Shared parental leave on XpertHR
The guide includes a step-by-step guide on how eligible employees can make a request for shared parental leave.
There is also advice for employers on how to deal with SPL requests fairly.
Stewart Gee, Acas head of guidance, advised employees and employers to start discussions early so that suitable arrangements can be made.
He said: “Our guide was produced with input from large and small employers, family groups and trade unions and is designed to ensure working parents and employers alike can understand the new shared parental leave arrangements.”
“We are also running training courses to help employers prepare for the legal changes.”
The Department for Business, Innovation and Skills estimates that there will be around 285,000 working couples eligible to share their leave from April next year.
However, one of the key concerns aired by employers is that shared leave can be taken in blocks, meaning that parents could end up taking periods of discontinuous leave. It is feared that this could lead to a major administrative headache for employers.

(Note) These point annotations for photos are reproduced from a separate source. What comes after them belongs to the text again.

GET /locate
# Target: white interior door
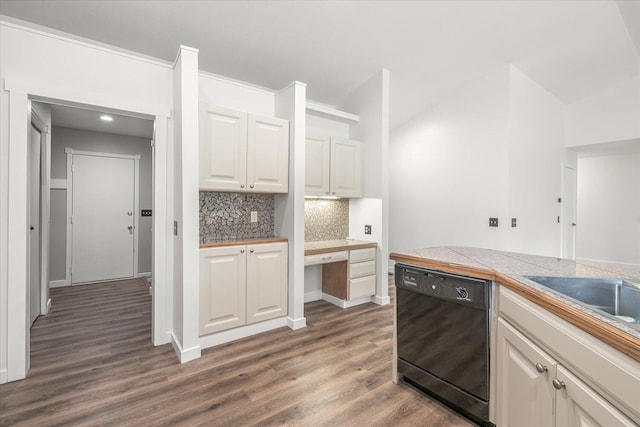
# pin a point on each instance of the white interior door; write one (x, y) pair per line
(34, 221)
(568, 214)
(103, 217)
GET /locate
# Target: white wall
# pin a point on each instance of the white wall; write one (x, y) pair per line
(608, 215)
(449, 170)
(77, 139)
(63, 68)
(610, 115)
(536, 152)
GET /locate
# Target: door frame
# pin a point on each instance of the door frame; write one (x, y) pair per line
(563, 195)
(45, 208)
(16, 331)
(136, 205)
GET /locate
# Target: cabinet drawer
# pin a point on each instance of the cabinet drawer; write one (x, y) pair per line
(326, 258)
(362, 286)
(360, 269)
(360, 255)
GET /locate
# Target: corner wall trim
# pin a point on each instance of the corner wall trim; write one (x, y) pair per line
(381, 300)
(345, 304)
(185, 355)
(312, 296)
(295, 324)
(242, 332)
(59, 283)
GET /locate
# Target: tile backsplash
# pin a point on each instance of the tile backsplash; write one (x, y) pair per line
(326, 219)
(227, 216)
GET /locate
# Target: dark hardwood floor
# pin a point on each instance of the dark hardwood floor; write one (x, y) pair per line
(92, 363)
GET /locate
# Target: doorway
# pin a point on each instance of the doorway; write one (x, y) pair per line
(35, 230)
(568, 212)
(103, 219)
(16, 332)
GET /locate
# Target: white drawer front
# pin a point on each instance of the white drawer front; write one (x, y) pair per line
(360, 255)
(326, 258)
(360, 269)
(362, 286)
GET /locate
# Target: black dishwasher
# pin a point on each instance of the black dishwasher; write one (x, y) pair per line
(443, 337)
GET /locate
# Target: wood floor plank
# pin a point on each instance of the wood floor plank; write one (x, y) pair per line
(92, 363)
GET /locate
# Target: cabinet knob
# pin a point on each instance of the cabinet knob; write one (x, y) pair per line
(541, 368)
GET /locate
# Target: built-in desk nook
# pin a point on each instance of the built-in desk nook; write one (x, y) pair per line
(348, 270)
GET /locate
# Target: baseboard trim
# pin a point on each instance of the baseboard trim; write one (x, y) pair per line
(381, 300)
(59, 283)
(313, 296)
(345, 304)
(295, 324)
(241, 332)
(185, 355)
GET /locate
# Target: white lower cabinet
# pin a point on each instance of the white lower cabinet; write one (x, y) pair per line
(578, 405)
(524, 390)
(535, 388)
(241, 285)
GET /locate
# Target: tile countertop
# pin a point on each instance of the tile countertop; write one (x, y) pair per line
(214, 243)
(507, 269)
(325, 246)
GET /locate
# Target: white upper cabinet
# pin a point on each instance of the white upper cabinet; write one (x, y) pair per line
(223, 149)
(268, 154)
(334, 167)
(317, 165)
(243, 152)
(347, 168)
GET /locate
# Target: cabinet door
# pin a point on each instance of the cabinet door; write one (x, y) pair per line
(525, 395)
(317, 165)
(266, 282)
(578, 405)
(347, 168)
(223, 149)
(222, 288)
(268, 155)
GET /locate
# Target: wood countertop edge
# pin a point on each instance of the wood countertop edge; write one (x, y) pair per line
(340, 248)
(616, 338)
(244, 242)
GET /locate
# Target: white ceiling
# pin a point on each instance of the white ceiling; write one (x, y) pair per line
(572, 48)
(79, 118)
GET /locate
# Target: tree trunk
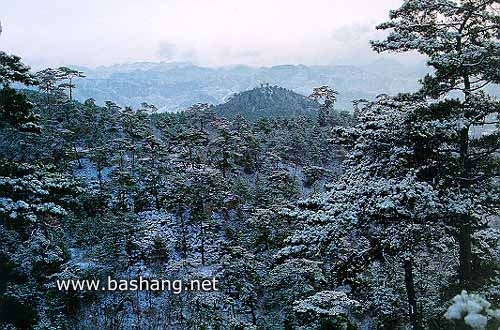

Commenting on the launch of the new guide, employment relations minister Jo Swinson said: “Dads have a key role to play in the early weeks and months of a baby’s life and it is right that the arrangements for parental leave should reflect that.”
“Shared parental leave is not only good news for parents-to-be, but for employers who will benefit from having a workforce that is more flexible and motivated.”
Under the new system, a pregnant woman will continue to have access to 52 weeks of maternity leave and 39 weeks of pay as she does currently, but from 5 April, partners will be able to share the leave.
Sarah Jackson, CEO of Working Families, added: “[Shared parental leave] offers employers a way into an early conversation with their working fathers and gives parents the chance to start their family life together, simultaneously on leave.”